An 11-year-old Cambodian boy presented with fever, headache, myalgia, vomiting, and mild abdominal pain. Laboratory tests revealed pancytopenia, with a WBC count of 0.9 × 10⁹/L, an absolute neutrophil count (ANC) of 0.5 × 10⁹/L, an Hb concentration of 7.3 g/dL, and a platelet count of 70 × 10⁹/L. Dengue serology was positive for both IgG and IgM, confirming the presence of dengue fever. After 16 days, the patient was afebrile for more than 9 days, but persistent pancytopenia led to a referral for haematology. Repeated laboratory investigations confirmed severe pancytopenia, with a white blood cell count (WBC) of 0.9 × 10⁹/L, an ANC of 0.08 × 10⁹/L, a hemoglobin (Hb) concentration of 7.7 g/dL, a platelet count of 40 × 10⁹/L, and an absolute reticulocyte count of 2.94 × 10⁹/L, with a bone marrow exam revealing very severe aplastic anemia (AA) secondary to dengue.
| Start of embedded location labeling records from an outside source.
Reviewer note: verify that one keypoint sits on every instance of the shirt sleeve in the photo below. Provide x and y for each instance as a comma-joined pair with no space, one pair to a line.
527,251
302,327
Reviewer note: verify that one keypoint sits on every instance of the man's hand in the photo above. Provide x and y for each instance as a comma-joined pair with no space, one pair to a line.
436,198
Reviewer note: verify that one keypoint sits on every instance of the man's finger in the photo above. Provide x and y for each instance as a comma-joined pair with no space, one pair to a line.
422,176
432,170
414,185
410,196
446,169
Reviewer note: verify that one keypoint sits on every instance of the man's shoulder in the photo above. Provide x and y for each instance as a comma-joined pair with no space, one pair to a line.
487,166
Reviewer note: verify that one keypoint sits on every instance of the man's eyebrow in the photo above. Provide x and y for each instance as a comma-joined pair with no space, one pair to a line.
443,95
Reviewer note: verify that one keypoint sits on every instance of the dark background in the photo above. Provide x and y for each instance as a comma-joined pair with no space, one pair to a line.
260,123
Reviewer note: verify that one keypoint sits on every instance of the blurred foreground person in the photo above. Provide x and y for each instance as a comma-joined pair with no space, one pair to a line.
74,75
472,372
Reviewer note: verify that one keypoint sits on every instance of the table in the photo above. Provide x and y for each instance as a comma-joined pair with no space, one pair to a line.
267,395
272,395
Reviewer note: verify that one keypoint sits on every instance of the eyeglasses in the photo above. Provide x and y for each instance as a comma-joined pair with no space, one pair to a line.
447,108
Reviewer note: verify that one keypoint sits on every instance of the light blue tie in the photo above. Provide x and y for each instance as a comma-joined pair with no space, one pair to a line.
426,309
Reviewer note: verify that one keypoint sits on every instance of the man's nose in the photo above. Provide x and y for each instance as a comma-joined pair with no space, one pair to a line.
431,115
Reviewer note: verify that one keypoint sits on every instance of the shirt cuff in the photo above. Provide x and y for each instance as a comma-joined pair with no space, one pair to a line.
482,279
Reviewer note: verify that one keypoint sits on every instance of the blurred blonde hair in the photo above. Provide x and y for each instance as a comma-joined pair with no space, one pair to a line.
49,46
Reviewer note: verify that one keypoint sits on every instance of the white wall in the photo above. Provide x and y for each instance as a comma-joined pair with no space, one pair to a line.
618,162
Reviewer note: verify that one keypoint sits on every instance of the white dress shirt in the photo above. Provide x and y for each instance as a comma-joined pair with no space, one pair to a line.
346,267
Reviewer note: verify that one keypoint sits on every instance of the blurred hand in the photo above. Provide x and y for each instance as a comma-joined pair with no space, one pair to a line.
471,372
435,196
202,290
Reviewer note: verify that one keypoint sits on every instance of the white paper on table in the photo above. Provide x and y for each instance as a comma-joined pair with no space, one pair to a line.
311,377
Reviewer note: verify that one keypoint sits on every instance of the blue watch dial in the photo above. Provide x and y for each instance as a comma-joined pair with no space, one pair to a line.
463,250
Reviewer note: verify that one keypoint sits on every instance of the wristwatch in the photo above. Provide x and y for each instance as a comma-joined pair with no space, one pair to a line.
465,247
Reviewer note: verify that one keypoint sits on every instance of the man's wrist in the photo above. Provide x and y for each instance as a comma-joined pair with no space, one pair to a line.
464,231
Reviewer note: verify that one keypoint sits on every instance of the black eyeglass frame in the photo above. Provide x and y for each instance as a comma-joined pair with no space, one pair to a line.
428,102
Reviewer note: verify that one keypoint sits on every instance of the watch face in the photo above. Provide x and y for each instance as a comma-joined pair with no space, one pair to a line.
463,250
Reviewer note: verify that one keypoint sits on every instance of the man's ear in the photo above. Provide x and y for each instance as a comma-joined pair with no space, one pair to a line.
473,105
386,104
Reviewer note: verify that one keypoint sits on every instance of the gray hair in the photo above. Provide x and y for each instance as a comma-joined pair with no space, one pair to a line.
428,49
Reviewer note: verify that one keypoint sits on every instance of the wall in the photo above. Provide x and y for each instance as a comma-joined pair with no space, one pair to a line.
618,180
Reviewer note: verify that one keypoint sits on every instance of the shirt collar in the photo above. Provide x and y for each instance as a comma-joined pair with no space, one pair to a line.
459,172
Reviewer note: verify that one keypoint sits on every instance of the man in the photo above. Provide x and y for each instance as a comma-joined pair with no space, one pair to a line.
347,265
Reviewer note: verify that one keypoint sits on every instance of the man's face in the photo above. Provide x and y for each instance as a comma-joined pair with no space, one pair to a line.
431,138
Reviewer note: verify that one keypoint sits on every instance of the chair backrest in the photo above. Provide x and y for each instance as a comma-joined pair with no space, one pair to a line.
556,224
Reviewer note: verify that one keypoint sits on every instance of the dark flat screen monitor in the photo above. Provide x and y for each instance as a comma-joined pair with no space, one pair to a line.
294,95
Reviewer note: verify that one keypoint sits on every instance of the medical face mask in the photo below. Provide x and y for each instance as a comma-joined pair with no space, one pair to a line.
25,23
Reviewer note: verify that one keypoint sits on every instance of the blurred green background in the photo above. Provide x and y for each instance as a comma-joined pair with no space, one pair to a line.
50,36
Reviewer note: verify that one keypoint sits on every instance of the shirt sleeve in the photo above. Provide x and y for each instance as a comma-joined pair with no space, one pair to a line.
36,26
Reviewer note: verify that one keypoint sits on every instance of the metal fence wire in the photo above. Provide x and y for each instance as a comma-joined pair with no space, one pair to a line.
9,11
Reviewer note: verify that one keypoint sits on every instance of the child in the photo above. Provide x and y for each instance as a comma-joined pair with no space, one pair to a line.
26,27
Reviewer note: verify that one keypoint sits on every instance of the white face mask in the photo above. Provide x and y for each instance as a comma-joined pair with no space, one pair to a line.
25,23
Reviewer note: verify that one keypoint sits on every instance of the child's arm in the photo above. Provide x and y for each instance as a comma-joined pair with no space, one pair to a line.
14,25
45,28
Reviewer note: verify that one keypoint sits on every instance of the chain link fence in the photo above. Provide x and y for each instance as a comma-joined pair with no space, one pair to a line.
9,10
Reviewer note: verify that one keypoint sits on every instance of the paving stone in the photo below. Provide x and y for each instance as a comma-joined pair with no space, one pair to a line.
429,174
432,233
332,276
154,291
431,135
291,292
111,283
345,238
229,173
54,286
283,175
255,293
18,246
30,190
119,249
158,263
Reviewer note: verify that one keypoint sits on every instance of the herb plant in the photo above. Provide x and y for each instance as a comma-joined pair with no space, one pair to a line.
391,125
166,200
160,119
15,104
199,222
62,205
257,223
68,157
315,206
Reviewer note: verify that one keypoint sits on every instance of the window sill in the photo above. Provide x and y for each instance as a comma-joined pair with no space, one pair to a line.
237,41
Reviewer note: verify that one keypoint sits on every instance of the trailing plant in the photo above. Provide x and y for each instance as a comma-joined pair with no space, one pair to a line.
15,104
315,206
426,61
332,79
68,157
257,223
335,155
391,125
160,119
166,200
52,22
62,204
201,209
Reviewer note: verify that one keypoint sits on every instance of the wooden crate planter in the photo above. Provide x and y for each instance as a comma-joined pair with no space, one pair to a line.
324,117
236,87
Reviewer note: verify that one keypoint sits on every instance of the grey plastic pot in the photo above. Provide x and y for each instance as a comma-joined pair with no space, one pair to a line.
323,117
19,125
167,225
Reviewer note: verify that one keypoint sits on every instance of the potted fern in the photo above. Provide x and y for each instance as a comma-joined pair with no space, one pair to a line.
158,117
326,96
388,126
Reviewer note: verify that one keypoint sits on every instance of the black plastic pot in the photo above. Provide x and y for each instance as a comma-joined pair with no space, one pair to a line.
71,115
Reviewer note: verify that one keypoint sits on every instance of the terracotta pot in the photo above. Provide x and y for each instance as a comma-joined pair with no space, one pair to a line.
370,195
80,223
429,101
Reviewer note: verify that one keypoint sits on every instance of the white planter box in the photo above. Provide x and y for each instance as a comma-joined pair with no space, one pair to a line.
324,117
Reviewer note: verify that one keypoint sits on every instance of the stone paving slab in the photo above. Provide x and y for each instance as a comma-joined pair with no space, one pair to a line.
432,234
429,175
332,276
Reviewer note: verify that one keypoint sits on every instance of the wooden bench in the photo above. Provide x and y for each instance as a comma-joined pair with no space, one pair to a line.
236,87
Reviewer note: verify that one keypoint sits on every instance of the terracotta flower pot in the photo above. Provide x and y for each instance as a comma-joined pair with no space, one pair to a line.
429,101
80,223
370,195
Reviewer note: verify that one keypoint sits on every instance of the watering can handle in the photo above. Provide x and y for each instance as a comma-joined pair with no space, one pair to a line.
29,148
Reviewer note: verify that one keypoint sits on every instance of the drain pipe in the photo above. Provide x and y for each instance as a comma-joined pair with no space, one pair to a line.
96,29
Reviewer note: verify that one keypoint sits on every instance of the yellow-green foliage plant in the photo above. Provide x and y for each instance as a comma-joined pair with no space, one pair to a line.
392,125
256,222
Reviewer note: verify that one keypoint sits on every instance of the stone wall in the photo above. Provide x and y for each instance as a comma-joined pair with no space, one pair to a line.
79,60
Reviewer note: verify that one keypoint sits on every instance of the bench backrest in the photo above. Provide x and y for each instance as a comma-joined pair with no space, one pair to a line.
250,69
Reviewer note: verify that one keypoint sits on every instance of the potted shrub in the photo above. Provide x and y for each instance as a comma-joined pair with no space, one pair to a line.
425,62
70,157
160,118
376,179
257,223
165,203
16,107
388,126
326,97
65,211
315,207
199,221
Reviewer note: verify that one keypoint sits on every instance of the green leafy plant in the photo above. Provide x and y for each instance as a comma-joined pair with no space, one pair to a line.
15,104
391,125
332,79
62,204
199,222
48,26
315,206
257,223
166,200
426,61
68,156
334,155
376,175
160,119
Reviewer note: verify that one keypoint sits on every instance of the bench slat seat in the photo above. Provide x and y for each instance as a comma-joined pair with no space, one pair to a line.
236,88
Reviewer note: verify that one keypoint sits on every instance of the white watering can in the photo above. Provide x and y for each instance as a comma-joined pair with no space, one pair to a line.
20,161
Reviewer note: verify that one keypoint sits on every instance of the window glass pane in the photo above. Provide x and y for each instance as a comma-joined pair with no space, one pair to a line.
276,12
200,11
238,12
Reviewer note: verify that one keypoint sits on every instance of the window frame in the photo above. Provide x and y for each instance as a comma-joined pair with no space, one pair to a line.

Biimmunosuppressive therapy with cyclosporin A (8 mg/kg/day) and prednisolone (2 mg/kg/day) was started. The patient improved significantly, with normalization of blood counts and resolution of hemorrhagic symptoms, and was discharged. Cyclosporine treatment was continued for 3 months, resulting in complete remission.

Conclusion

Aplastic anemia secondary to dengue fever is an uncommon but serious complication. Early recognition, particularly in endemic areas, and timely initiation of immunosuppressive therapy are crucial for favorable outcomes. In resource-limited settings where ATG is not accessible, such as in Cambodia, a combination of cyclosporin A and corticosteroids can be an effective alternative, as demonstrated in this case.